Gegenüber Kathpress führte Prüller dazu am Montag weiter aus, dass es heute undenkbar geworden sei, jemanden nach einem Missbrauchsfall einfach woandershin zu versetzen. Es sei heute ganz klar, dass etwa der Bischof dafür verantwortlich ist, dass ein Täter nicht mehr in Bereichen eingesetzt wird, wo er weiteren Schaden anrichten kann. "Ein ausgereiftes Disziplinarwesen könnte hier aber klarere Richtlinien geben und damit die Verwantwortlichen unterstützen.

Disziplinarstrafen würden auch abschreckend wirken, weil ein potenzieller Täter dann genauer weiß, was ihn im Fall erwartet. Und sie entsprächen der auch im Münchner Gutachten zum Ausdruck kommenden Erwartung, dass für Untaten auch nach kirchlichem und nicht nur nach staatlichem Recht Sühne geleistet werden muss." In vielen Fällen würde der heutige Umgang mit Tätern zwar solche Strafkomponenten ausweisen - "aber es fehlt eine einheitliche, transparente Richtschnur".  
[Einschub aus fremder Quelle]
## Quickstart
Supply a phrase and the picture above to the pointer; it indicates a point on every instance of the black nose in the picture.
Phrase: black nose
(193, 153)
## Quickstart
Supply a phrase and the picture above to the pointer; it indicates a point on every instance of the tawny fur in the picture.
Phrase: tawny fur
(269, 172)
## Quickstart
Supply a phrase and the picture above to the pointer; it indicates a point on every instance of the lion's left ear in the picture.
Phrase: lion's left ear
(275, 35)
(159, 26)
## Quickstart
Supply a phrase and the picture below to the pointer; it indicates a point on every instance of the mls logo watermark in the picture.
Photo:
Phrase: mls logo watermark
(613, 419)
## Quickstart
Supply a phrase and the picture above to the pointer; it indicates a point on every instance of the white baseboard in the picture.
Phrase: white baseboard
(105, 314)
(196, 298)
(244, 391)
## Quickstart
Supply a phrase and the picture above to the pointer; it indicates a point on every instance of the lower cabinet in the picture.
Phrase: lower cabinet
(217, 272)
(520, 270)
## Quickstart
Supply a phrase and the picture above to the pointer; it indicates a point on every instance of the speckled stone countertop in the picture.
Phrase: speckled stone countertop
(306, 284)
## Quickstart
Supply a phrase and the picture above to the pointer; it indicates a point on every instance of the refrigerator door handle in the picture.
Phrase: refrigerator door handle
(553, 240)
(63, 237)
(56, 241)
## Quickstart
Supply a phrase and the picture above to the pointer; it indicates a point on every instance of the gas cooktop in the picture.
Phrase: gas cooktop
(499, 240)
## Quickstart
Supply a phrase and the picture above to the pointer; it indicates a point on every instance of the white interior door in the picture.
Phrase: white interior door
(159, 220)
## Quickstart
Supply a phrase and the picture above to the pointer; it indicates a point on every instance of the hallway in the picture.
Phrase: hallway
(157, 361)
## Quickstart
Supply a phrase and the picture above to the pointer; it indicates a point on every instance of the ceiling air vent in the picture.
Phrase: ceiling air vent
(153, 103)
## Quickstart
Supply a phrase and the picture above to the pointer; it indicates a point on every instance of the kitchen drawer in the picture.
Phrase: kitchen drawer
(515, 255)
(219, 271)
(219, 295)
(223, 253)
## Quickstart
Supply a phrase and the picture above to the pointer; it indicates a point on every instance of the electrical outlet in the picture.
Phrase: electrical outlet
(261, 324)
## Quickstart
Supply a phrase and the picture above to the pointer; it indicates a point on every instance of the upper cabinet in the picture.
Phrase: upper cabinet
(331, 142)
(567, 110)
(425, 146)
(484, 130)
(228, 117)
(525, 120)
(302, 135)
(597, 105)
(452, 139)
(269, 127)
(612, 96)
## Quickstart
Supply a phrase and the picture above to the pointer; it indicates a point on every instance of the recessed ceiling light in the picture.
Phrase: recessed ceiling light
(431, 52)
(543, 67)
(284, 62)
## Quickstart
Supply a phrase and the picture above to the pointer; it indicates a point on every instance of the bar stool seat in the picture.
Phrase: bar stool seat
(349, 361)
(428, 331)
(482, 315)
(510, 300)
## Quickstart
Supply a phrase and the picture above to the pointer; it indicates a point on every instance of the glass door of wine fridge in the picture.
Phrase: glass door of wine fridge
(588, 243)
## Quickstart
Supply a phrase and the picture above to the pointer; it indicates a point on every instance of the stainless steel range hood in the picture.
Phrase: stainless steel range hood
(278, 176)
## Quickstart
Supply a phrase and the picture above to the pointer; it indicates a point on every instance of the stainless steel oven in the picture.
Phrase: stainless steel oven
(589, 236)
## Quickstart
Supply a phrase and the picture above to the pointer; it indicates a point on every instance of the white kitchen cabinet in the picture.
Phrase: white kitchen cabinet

Prüller wies im Gespräch mit der Kathpress zudem darauf hin, dass es auch im zivilen Recht weiterhin einen Graubereich gibt: "Der §113 im Strafgesetzbuch droht jedem bis zu drei Monate Gefängnis an, der einem Täter eine strafbare Handlung vorwirft, nachdem dieser seine Strafe verbüßt hat oder sie ihm nachgelassen worden ist." Das schaffe, so Prüller, Unsicherheit in der Frage, was man zum Beispiel straflos einem neuen Arbeitgeber eines vormals verurteilten Täters über dessen Vorleben mitteilen darf. Hier haben wir eine gesellschaftliche Herausforderung, die man anderswo zum Beispiel durch allgemein einsehbare Sexualstraftäterlisten zu beantworten sucht. "Ich bin mir nicht sicher, ob das der Weisheit letzter Schluss ist. Aber der status quo ist es auch nicht."